乳はあふれるほどにでた。何人もの赤ちゃんが飲めるほど。余ってしまふ、が冷蔵庫なんかない。照さんは来る日も来る日も飲みきれないほどの乳を沸かす。離乳食になる、それも食べきれないほどの量をつくる。あるとき竹さんは見かねて、こんなにつくってどうするんだと出来たての鍋をひっくり返した。照さんは泣きに泣いた、さんざん泣いた。そして、また同じやうに、けろっとしてつづけた。どちらも譲らない。いのちを守るのに、この世にもったいないものなんかない。照さんの圧勝となった。

竹さんには、面倒をみなくちゃならない家族が増えつづけた。隣り村から遠くの町から、十五、六歳の子に、手に職をつけさせてやりたいので、弟子にとって欲しいと拝まれた。年ごとにひとり増え、ふたり増えして到頭、都合八人預かった。この、まだ年端もいかない子らを大人にしなければならない。
「なーに、父ちゃん、大丈夫。わたしは大農のむすめ。田圃も畑も借りませう。食べるものぐらゐ作ればどうにかなります。わたしの母ちゃん、小さなからだで、七人の子どもと親の面倒をみてきてるんだから、わたしに出来ないこと、ないです、子どもが八人になったと思へばいいだけのこと」

照さんは多くのものを欲しいと思はない。
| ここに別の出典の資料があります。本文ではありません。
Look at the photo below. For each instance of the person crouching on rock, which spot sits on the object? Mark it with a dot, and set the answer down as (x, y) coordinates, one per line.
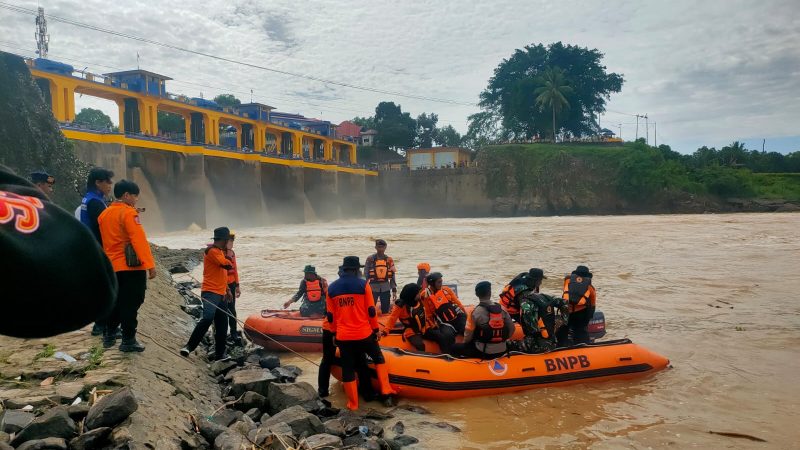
(353, 319)
(214, 292)
(313, 290)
自分の選んだ男の嫁になったのだから、それで充分、それだけで幸せになれる、成らうと思はないと始まらない。わたしが決めたのだから。

照さんは大雑把、磊落なのに細かい手仕事、縫い物にもゾッコンだ。自分の着物は縫ふは他人の着付けも頼まれれば遠くまでヒョコヒョコでかける。若いとき東京の叔父のところにひとりで遊びにでかけたことが役にたってゐるやうだ。

それは、ちょっと出かけるって、福島から東京といふところ、ちょっとと言って一ヶ月、そりゃ家族ははれたかと大騒動したものだ。昭和一〇年ごろのことだ。

馬には乗ってみよ、人には添ふてみよ、って母ちゃんいつも言ってたから、って、戻って両親に楽しさうに報告したものだ。なんとまぁ。

だから、人の訪ねて来たのに話したりするのが、またそれ以上に聞くのが無上の楽しみなのだ。近所のひともよくそれが分かってる。
「照ちゃん、田圃の畦に男のひとが酔っぱらって寝ちゃってるよ」

どうもこうもない、この寒空に、どこのひとだか分からないけど、凍え死なせる訳にいかない。救急車なんかない、あってもこんな時刻こんな山ん中に来てもらへない。うちで預かる。彼は家のなかに入って目が覚めて、酔ひに任せて延々と喋りはじめ、喋り疲れて敷いた布団に朝までぐっすりお休みになる。どうしてここは、酔っぱらってその辺に眠ってしまふひとが多いんだらう。といふところから始まって、冨山の薬売り、お正月の三河万歳、呑兵衛の教師らがやって来る。

月に一、二度は、子供ら朝起きると、となりに知らないおんぢがイビキを搔いてゐる。弟子を含め男ばかりがうじゃうじゃゐるから、なるほどそれがあるから平気といへば平気なのだ。といって職人は朝が早い。親方の竹さんは酒も煙草も嗜まないから弟子ともども夢の中、熟睡中だ。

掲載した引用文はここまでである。